Okay! https://github.com/gratipay/gratipay.com/issues/3481 :swimmer:
From https://snowdrift.coop/p/snowdrift/w/en/othercrowdfunding
Of the other sites, Gratipay is the closest and most philosophically aligned. Like Snowdrift.coop, Gratipay is FLO, focuses on FLO projects, takes no fee, and emphasizes ethical and honorable ideals. However, their unilateral regular donations are not a new funding model in any sense. The fundamental issues facing the FLO economy, particularly the snowdrift dilemma, are not answered by Gratipay’s system which has no mutual assurance. Beyond being yet another website where projects can solicit donations, Gratipay’s primary service is as a payroll system to facilitate the filtering of funds to the various members of project teams. Despite its own FLO code and FLO focus, Gratipay relies on third-party proprietary services for their communication (e.g. Google Hangouts), ticketing (GitHub), translation (Transifex), blogging (Medium), and so on. Although work is in progress to offer a built-in log-in, the site login currently requires the use of third-party log-ins with emphasis on the proprietary sites Twitter, GitHub, and Bitbucket (although they now also offer log-in through the FLO project OpenStreetMap). Of course, nearly all the other platforms we reviewed have similar problems and worse problems. We only point out such specific complaints regarding Gratipay because they are otherwise unusually honorable, well-intentioned, and community-oriented.
:-)
:-)
Alright, I'm at Inbox 2, GitHub 0. We're at Support 12, but there's nothing urgent in there that isn't blocking on payday (https://github.com/gratipay/gratipay.com/issues/3540).
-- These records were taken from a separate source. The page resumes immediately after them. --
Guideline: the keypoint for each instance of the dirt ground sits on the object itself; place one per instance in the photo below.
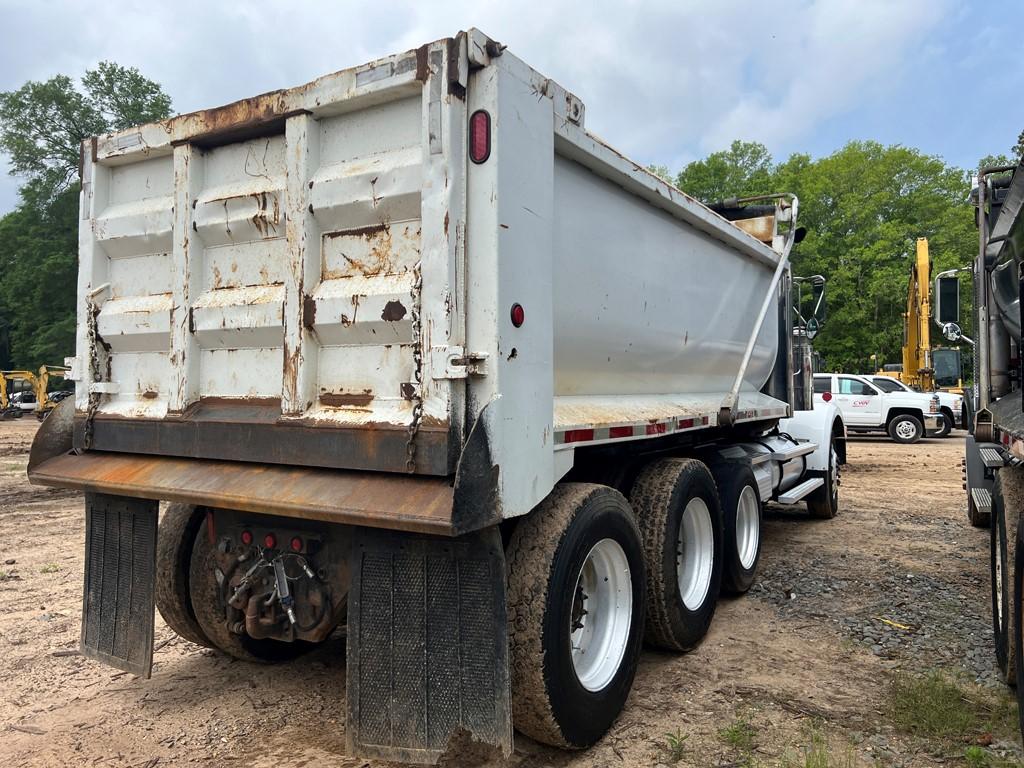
(897, 583)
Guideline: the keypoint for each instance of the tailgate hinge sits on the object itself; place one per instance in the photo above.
(456, 363)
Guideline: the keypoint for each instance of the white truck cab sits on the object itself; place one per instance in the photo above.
(905, 416)
(950, 404)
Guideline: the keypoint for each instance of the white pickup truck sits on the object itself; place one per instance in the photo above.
(950, 404)
(905, 416)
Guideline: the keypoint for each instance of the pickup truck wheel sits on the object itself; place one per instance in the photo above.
(905, 429)
(175, 539)
(740, 501)
(576, 613)
(823, 503)
(1007, 501)
(680, 518)
(208, 603)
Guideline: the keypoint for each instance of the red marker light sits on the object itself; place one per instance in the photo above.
(479, 136)
(518, 314)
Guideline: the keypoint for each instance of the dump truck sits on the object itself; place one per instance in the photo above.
(994, 448)
(408, 350)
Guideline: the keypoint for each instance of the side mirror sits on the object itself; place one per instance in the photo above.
(946, 298)
(820, 306)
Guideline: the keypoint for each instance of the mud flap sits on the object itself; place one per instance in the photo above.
(120, 566)
(427, 645)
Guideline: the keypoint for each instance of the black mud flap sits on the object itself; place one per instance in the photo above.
(120, 566)
(427, 645)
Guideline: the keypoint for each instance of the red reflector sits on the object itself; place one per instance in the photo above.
(479, 136)
(579, 435)
(518, 314)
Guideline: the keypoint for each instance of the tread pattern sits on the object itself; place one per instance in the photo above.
(651, 498)
(529, 557)
(178, 525)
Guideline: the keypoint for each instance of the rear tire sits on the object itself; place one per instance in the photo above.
(680, 519)
(905, 429)
(175, 540)
(1007, 498)
(823, 503)
(209, 601)
(741, 515)
(580, 550)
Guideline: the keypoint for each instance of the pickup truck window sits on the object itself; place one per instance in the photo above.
(854, 386)
(887, 384)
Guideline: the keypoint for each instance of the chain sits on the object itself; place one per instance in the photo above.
(414, 424)
(92, 310)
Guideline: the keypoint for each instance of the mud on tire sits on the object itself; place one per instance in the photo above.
(175, 538)
(546, 560)
(664, 493)
(1007, 505)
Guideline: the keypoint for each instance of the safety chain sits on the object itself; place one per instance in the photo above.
(414, 424)
(92, 311)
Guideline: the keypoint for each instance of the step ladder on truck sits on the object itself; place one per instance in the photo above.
(409, 349)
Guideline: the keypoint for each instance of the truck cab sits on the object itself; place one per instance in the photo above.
(950, 403)
(904, 416)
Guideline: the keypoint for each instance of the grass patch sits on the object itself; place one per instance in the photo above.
(675, 745)
(739, 735)
(947, 713)
(820, 753)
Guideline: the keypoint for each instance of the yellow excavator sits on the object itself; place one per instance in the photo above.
(924, 369)
(38, 384)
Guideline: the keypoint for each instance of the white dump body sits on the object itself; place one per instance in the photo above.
(328, 260)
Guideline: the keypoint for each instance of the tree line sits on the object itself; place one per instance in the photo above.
(864, 206)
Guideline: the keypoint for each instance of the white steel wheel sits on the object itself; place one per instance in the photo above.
(695, 553)
(602, 612)
(576, 579)
(748, 526)
(677, 507)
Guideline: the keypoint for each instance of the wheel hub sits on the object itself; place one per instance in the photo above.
(695, 553)
(601, 614)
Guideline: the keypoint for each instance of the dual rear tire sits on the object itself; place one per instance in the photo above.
(591, 576)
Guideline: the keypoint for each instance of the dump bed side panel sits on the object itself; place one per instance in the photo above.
(285, 263)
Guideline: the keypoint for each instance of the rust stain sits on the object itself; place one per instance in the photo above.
(346, 399)
(393, 311)
(308, 311)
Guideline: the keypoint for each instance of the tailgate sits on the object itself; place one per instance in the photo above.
(278, 280)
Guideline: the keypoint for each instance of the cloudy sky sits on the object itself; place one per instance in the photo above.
(664, 81)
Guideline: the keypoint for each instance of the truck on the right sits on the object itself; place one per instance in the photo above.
(994, 448)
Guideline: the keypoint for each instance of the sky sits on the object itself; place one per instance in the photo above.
(664, 82)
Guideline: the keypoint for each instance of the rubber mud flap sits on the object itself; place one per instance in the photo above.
(118, 605)
(427, 645)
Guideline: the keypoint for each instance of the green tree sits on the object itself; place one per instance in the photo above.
(42, 126)
(744, 169)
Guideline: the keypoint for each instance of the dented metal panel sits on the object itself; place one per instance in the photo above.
(300, 247)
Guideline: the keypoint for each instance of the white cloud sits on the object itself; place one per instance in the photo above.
(663, 81)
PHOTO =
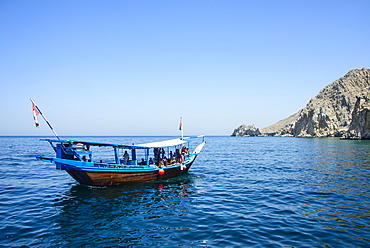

https://github.com/gratipay/gratipay.com/issues/3540 :swimmer:
Feelin' good over here. Any day when we land seven pull requests is a good day. :sunglasses:
!m @rohitpaulk et al.
!m @whit537
Make that eight :wink:
:dancer:
Eventful day for @github too, they just simplified their UI a bit - https://cloudup.com/cn2gnism_eA
(Screenshot taken from https://twitter.com/jbrooksuk/status/609085435642544129)
Support 8.
@whit537 can you merge https://github.com/gratipay/inside.gratipay.com/pull/183 so that I can close the gestalt and pick next one? =)
:-)
!m @techtonik
Inbox 1, GitHub 0. Made a pass through support. We're at 9, including 3 security disclosures that I need to handle.
I'm doing a little banking this morning (consulting gig got called off for today), related to https://github.com/gratipay/inside.gratipay.com/issues/240 and https://github.com/gratipay/gratipay.com/issues/3531.
Alright! Done for the week. I think I may try to be offline all weekend. See you all on Monday! :-)
In the meanwhile..
What are you working on this week and why?